While 50 didn't exactly pull Jocelyn Coulon numbers, this has still got to hurt.
It takes me back to the second part of what McNutt Against The Music emailed me last week:
Kanye's crushing of 50 Cent at the cash registers over the last six days is probably going to have more read into it than even the aforementioned byelection in Outremont. And hey, I wish we could reach some grand conclusion about the future of hip hop—or even popular music generally—based on Kanye's victory, because I loathe the 50 Cent persona. I hear Curtis Jackson is a smart, hard-working guy who's quick to smile and easy to get along with; but the 50 Cent guy he plays on record is a douche.
Really, though, these numbers probably aren't all that meaningful in the end. All they tell me is that if you're going to play a stock character (and whatever argument you'd like to advance for his skills, or the number of bullets he's taken, 50 is a stock character, a cardboard-cutout thug), you're unlikely to hold the public's attention as long as somebody a little more original will, and if you want to baffle that your songs better be tight. 50's weren't. With the exception of "I Get Money," which even I love unabashedly, Curtis comes off pretty lifeless after a week of listening.Though he likes the record more than I do, Breihan is on the mark about 50's formula.
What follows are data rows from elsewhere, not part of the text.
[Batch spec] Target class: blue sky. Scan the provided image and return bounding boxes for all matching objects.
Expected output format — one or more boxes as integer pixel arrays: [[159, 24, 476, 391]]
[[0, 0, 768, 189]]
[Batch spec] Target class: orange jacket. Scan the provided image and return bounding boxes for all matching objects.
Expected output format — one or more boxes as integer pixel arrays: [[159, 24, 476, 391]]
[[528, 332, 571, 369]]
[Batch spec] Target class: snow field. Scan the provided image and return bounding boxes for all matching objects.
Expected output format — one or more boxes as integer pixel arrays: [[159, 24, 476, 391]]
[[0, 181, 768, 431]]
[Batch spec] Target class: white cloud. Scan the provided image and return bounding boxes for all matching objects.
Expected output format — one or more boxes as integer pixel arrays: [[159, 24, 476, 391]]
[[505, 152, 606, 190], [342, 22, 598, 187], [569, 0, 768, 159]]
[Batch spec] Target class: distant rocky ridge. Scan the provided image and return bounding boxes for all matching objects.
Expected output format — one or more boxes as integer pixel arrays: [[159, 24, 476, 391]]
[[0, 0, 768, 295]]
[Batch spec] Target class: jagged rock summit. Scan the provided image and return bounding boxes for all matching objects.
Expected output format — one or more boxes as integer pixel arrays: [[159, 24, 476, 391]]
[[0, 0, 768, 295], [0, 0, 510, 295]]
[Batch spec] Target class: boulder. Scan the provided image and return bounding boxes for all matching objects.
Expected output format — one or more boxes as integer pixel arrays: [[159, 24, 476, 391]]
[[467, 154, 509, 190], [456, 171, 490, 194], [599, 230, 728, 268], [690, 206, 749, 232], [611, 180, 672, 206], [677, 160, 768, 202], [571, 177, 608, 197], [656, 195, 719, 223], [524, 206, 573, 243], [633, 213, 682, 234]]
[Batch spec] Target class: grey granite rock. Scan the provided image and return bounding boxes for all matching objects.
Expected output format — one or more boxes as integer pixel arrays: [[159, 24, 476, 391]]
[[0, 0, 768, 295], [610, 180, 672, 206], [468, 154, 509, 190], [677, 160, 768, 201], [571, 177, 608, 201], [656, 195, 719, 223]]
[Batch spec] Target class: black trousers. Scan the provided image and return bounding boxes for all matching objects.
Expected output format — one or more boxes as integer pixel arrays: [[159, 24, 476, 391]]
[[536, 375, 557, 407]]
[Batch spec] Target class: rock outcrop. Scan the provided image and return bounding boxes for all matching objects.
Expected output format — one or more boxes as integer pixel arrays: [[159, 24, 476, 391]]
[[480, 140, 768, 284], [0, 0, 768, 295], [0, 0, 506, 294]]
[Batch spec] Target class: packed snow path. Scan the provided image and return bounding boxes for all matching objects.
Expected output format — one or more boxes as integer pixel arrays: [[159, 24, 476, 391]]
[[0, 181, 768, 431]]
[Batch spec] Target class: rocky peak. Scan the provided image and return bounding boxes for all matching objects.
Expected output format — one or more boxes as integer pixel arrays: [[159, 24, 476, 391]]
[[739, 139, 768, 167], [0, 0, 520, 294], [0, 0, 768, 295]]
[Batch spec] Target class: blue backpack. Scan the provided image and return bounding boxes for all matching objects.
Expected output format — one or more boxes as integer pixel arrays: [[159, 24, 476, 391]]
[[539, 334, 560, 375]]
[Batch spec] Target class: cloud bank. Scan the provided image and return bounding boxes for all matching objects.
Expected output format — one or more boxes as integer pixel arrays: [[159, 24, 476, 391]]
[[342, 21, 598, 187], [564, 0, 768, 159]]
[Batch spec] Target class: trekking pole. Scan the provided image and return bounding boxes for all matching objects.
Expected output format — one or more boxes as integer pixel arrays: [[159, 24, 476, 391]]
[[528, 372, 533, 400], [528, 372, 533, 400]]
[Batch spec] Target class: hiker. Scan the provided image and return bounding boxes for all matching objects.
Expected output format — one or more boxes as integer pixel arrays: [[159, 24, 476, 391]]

Kanye just had catchier songs. Aside from the fact that his bipolar brat shtick is weirdly fascinating to me (and presumably to others), he captured the zeitgeist perfectly in a summer that Daft Punk owned, he served up the ultimate instance of this weird self-eviscerating thing that he does (via a viral video, no less), and then last week he dropped what will surely be the single you can't (and won't want to) get away from this fall.
Something else McNutt wrote me last week: "When I heard that [the HMV promotion] involved buying one album and getting the other for free, I was appalled. I mean, this isn't about sitting on the fence. This is about picking a side: 50 Cent or Kanye West. You can't buy both! And it was then that I realized that my cynical criticism had given way and I was a willing participant in the hype."
Yeah, true. It was fun though, wasn't it? Feeling like we were having a referendum on the future of pop music? When I bought Graduation, they told me I could have a copy of Curtis for free. I told them I didn't want it. I was casting my vote for Kanye.
Yup. I'm that lame, though it was self-aware. Sach at Oh Word skewered guys like me perfectly in his capsule review of Graduation last week: "If you buy one overblown, overhyped, overrated rap record this week, make sure it’s the one by the guy talking about his clothes and money, NOT the one with the guy talking about his guns and money. The future of our Hip Hop depends on it."